Dr. Rose and his colleagues found that, in general, diets with a smaller carbon footprint were indeed healthier than those with a large one. (That’s “a double win: better for the environment and better for health,” he said.) Women were more likely to eat these low-impact diets than men, as were African-Americans compared with whites. The study did not find significant differences between groups based on income or education.

While low-impact diets were found to be healthier on average, the healthfulness of foods and their carbon footprint aren’t always in sync. Processed foods and sugars have a lower climate impact than a steak dinner, but that doesn’t mean you should eat more of them, Dr. Rose said.

This research “helps us understand the landscape of what’s possible” when it comes to shifting American consumption patterns, said Roni Neff, director of Johns Hopkins’s Food System Sustainability and Public Health Program, who was not involved with Dr. Rose’s work.

She said that convincing the fifth of Americans in the high-impact group to cut back on beef, dairy and other carbon-heavy foods is crucially important because of that group’s outsize impact on overall emissions. But, because 80 percent of Americans fall in one of the other categories, “we can’t ignore them either,” she added.

It’s worth remembering that the classifications in this quiz are shown relative to other Americans. The average American is responsible for more diet-related greenhouse gas emissions than the average Briton or German – and Americans’ climate impact is much larger when compared to residents of most developing countries.

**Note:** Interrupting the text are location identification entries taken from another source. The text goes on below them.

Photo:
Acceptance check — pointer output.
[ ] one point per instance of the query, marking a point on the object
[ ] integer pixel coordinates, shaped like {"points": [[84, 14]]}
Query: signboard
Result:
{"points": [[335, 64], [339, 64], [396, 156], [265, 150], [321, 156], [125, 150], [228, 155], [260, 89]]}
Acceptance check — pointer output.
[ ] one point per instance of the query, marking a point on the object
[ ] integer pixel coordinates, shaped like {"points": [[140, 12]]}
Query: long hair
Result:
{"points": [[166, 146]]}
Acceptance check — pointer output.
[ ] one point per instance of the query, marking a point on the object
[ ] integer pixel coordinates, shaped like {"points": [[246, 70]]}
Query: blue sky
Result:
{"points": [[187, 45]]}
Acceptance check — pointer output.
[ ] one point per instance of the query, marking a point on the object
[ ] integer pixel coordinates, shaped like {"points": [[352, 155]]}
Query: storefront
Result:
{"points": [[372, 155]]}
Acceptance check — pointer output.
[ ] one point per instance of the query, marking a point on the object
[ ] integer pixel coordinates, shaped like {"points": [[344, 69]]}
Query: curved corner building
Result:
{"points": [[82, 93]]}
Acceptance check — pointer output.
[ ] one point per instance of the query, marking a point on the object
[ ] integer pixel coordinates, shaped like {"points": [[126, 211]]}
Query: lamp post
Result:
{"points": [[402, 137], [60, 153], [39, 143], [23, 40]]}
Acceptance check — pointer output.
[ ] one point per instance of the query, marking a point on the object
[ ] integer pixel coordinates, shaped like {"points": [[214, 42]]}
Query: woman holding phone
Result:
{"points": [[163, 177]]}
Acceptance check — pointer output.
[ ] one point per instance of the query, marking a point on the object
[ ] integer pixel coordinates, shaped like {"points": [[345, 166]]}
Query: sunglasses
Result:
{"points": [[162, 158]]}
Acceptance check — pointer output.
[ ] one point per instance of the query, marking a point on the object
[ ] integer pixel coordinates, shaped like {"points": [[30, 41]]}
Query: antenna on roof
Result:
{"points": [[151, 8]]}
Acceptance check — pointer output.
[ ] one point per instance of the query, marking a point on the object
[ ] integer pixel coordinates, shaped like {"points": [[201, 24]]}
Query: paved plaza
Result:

Changes in consumer demand will play a key role in lowering food-related emissions enough to avoid the worst effects of climate change, according to a landmark report released earlier this year, but the supply side – including production, processing and retail – needs to become more sustainable too.

This calculator compares the impacts of individual food choices based on a 2,000-calorie-a-day diet, but how much food you consume and how much you waste also add to your dietary footprint. Many Americans eat more calories and protein than they need per day, according to a recent study from the World Resources Institute, so limiting overconsumption alone could put a dent in food-related emissions. Americans also throw out about a fifth of the food they buy.

“To make the biggest individual difference, people should focus on all three things,” Dr. Rose said. “Eat less beef or ruminants, don’t overeat and don’t waste food.”

The data used to make this calculator is based on research by Diego Rose and Amelia Willits-Smith from Tulane University’s School of Public Health and Tropical Medicine, and Martin Heller and Robert J. Meyer from the Center for Sustainable Systems at the University of Michigan, including a study published in The American Journal of Clinical Nutrition in January 2019. The research was supported by a grant from the Wellcome Trust.

Self-reported one-day diets came from the National Health and Nutrition Examination Survey. For the majority of foods, greenhouse gas emissions are based only on agricultural production. Processing emissions were only captured for some foods, such as flours, sugars, oils, cheese, yogurt, tofu, carbonated beverages and beer. A majority of all emissions in the food sector come from agricultural production.